野暮天堂

旅は道連れ、世は情け

街 ~町田を歩く~

 

 バスに乗り、電車で数駅行くと町田に着く。

 町田は東京の端っこの駅だ。しかし、その町並みはなかなか面白い。

 

 朝十時頃に出向いた。

 夜になれば、繁華街として多くの人間が赤提灯求めて歩き回るこの界隈は、朝はまだ準備段階。しかし、居酒屋の従業員達はすでに働き始めている。 

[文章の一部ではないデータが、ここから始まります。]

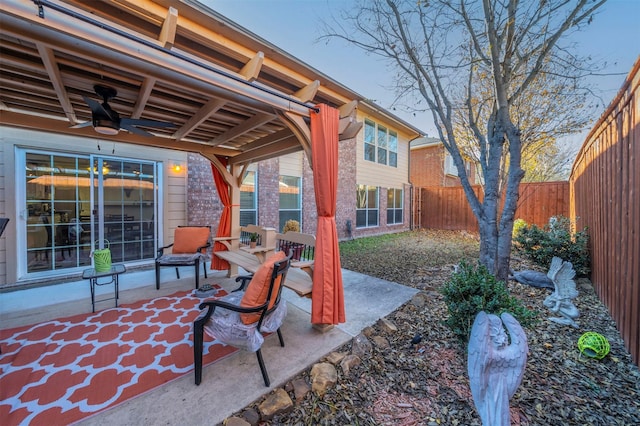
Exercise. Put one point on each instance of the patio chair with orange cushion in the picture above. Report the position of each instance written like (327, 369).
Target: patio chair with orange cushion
(243, 316)
(189, 248)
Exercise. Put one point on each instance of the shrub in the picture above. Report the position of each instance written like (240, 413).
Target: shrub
(541, 245)
(471, 290)
(518, 225)
(291, 225)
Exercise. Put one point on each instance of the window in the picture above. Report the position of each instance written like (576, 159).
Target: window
(394, 206)
(449, 166)
(367, 206)
(290, 199)
(380, 144)
(369, 140)
(72, 202)
(249, 199)
(393, 149)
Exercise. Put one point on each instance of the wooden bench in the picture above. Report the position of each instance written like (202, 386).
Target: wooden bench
(303, 247)
(300, 275)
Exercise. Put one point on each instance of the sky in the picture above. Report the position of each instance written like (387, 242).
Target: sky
(294, 26)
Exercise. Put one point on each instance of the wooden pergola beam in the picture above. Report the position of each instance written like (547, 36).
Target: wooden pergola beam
(206, 111)
(168, 32)
(252, 68)
(49, 61)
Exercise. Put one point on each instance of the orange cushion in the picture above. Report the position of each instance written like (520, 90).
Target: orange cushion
(188, 239)
(258, 289)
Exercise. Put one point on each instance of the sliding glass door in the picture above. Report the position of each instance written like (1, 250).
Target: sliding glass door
(74, 203)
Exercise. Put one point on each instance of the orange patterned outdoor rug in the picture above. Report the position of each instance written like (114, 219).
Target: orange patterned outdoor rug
(61, 371)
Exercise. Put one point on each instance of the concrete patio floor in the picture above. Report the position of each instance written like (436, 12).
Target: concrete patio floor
(234, 382)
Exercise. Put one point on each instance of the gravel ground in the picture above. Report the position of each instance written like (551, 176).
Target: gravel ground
(427, 383)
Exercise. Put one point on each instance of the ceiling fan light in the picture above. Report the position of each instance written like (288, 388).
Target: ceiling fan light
(106, 127)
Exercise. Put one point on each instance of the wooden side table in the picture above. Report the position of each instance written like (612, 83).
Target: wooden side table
(93, 276)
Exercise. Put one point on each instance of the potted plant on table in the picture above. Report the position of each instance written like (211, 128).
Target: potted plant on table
(293, 226)
(253, 240)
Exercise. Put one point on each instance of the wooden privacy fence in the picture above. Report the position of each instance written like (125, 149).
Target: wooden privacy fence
(605, 181)
(447, 207)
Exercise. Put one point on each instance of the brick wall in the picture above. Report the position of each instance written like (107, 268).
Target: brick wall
(204, 207)
(309, 211)
(269, 193)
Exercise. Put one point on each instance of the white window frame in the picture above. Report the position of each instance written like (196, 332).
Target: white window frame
(381, 139)
(366, 209)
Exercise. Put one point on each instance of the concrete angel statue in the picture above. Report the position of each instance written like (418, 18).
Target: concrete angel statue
(560, 301)
(495, 367)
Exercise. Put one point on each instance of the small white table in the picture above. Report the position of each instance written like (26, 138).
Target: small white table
(93, 276)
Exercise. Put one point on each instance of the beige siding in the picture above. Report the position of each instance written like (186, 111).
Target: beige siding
(174, 183)
(291, 164)
(369, 173)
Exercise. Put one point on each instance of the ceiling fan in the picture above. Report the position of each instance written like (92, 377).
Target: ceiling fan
(108, 122)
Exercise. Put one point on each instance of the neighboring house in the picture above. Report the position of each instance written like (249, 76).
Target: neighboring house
(66, 189)
(373, 189)
(431, 165)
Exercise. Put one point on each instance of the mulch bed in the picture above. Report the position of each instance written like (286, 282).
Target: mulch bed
(426, 383)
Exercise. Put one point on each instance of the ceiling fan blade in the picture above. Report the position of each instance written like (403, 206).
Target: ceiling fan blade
(146, 123)
(133, 129)
(81, 125)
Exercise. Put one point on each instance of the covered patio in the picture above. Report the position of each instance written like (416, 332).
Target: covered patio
(230, 96)
(233, 383)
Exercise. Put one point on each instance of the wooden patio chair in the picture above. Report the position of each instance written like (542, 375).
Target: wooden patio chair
(244, 315)
(189, 248)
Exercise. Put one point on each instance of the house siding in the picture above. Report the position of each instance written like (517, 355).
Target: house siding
(201, 192)
(173, 209)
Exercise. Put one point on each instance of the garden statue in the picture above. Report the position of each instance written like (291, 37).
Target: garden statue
(532, 278)
(560, 301)
(495, 367)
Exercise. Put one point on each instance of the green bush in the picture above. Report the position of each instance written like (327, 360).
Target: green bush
(541, 245)
(471, 290)
(518, 225)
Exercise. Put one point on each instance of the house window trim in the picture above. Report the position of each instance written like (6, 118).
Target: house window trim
(299, 208)
(380, 146)
(367, 209)
(394, 209)
(256, 193)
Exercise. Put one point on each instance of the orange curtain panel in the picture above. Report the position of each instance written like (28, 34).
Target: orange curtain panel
(224, 227)
(327, 300)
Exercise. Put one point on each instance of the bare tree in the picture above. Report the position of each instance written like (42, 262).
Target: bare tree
(443, 49)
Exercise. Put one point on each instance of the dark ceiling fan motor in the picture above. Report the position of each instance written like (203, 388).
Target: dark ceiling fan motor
(106, 121)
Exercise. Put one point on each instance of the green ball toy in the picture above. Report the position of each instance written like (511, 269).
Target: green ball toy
(593, 345)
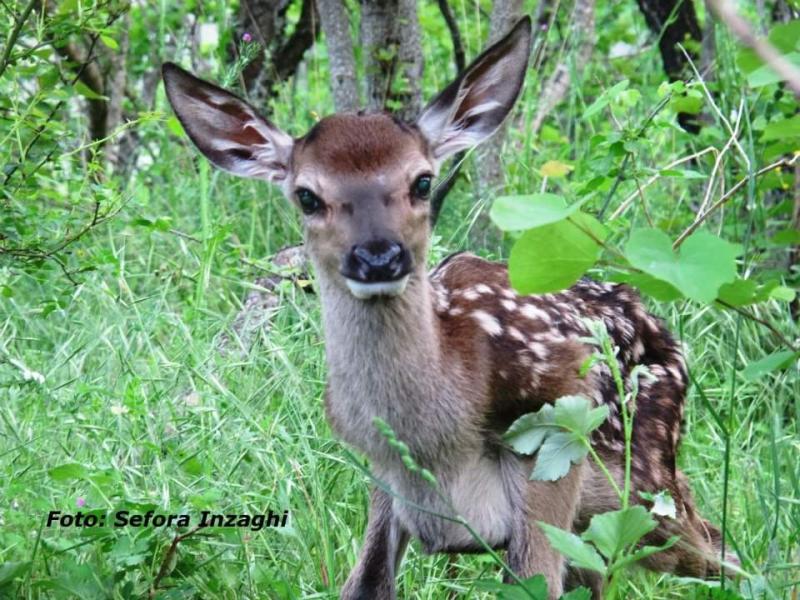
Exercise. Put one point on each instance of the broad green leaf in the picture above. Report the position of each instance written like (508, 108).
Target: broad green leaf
(575, 413)
(532, 588)
(109, 42)
(704, 262)
(527, 433)
(11, 570)
(515, 213)
(768, 364)
(781, 292)
(614, 531)
(175, 126)
(553, 257)
(558, 451)
(782, 129)
(554, 168)
(68, 471)
(578, 552)
(602, 101)
(764, 75)
(647, 284)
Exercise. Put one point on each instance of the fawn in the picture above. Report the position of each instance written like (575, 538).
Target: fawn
(449, 359)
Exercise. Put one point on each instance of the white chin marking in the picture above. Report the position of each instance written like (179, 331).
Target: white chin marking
(364, 291)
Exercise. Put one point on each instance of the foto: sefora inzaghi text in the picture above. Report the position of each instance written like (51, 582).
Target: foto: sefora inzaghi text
(206, 518)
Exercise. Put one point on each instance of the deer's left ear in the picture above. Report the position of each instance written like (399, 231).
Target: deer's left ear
(472, 107)
(226, 129)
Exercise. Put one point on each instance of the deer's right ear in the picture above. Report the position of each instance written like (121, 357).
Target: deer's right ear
(226, 129)
(471, 108)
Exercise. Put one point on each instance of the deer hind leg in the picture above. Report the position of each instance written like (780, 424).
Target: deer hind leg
(697, 552)
(384, 544)
(553, 502)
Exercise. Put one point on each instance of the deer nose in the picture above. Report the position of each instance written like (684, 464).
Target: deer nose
(377, 260)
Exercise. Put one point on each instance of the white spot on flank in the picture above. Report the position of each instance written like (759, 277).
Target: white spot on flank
(675, 373)
(509, 305)
(490, 324)
(535, 313)
(540, 350)
(516, 334)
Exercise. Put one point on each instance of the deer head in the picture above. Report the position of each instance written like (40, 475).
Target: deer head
(361, 180)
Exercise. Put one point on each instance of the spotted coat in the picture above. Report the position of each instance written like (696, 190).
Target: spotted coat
(536, 346)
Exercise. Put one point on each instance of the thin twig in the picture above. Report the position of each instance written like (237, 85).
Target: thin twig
(784, 162)
(12, 38)
(765, 50)
(748, 315)
(632, 197)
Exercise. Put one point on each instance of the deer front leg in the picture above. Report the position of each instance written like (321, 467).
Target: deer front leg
(556, 503)
(384, 545)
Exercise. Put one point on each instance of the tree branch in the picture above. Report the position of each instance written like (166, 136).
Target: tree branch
(766, 51)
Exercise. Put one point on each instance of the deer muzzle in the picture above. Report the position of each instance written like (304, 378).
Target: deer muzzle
(378, 267)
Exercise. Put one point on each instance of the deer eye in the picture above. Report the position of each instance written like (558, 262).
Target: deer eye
(309, 201)
(421, 188)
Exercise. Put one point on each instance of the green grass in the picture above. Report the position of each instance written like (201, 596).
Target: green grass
(138, 395)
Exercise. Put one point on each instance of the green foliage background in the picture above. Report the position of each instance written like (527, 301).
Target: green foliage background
(115, 289)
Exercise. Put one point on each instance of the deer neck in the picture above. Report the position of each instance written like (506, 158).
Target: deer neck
(385, 360)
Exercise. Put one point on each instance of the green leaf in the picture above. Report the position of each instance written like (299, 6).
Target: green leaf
(702, 265)
(85, 91)
(647, 284)
(575, 413)
(555, 168)
(782, 129)
(602, 101)
(770, 363)
(578, 552)
(764, 75)
(175, 126)
(526, 434)
(781, 292)
(532, 588)
(109, 42)
(515, 213)
(68, 471)
(556, 454)
(614, 531)
(553, 257)
(9, 571)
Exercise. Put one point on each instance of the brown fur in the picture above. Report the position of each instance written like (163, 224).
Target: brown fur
(450, 359)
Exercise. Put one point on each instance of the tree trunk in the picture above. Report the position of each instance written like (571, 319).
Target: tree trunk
(264, 20)
(341, 61)
(578, 48)
(489, 166)
(673, 21)
(390, 39)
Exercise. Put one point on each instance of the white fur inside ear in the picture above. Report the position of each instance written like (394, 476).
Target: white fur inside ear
(364, 291)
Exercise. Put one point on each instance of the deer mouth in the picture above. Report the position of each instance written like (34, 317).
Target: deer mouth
(364, 290)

 面白いものを見かけた。ある居酒屋のあんちゃんが、若い女の子と話している。同じ店で働く同僚らしい。「ふーん、若いなあ。いいなあ」などと心の中でひとりごちし、他のところを歩いていたら、別の場所であんちゃんを見かけた。おにぎり屋さんでなにやら買っていた。そのおにぎり屋の娘さんがまたかわいらしい娘なのである。いや、いいね。もしかしたら、あそこに恋の物語があるのかもしれない。そう考えながら歩いていたら、ちょっと幸せな気持ちになった。

 

 街には多くの人間が訪れる。しかし、多くの人間は互いに意識せず通り過ぎる。ただ、よく考えると、その人間一人一人に人生というものがあるのである。そう考えると、街というのは実に面白い空間だ。人生の交錯点だと言えよう。人間が作り出した有機体。街自体に生命というものが宿っている気さえしてくる。

 

 そんなふうに考えながらドトールコーヒーに入ったら、遠くの席で熟年の紳士二人が、なにやら議論をしていた。何を議論しているのだろうと耳をそば立てていたが、会話の内容が皆目見当つかない。しかし、どうやら土地のことについて話しているらしい。実に興味深い。何を話しているのだろう。だが、ドトールコーヒーで長居は無用。しっかり「勉強などの長時間のご利用はお控えください」とのお達しがあった。

 

 街を眺めるのは面白い。私はこの世界に退屈することはないだろう。人間がいて、その人間が文化を作っている。そして、物語が生まれては消えていく。そんなこの世界を眺めることが、どうしてつまらないと言えるだろう。

 

 最近になって、人間や、彼らの生み出す人生というものがやけに面白く感じるようになったのは、きっと、こんな感覚を抱くようになったからだ。

 

 人間は面白い。どうしようもない部分を持っていたとしても、だからこそ、面白い光景を生み出しているのだ。もしも透明人間になれたなら、私は一日中人間を観察していることだろう。そして、その魔法が解けたとき、何かを書き、記録するだろう。

 

 人間模様というやつが、たまらなく面白い、と感じた今日なのであった。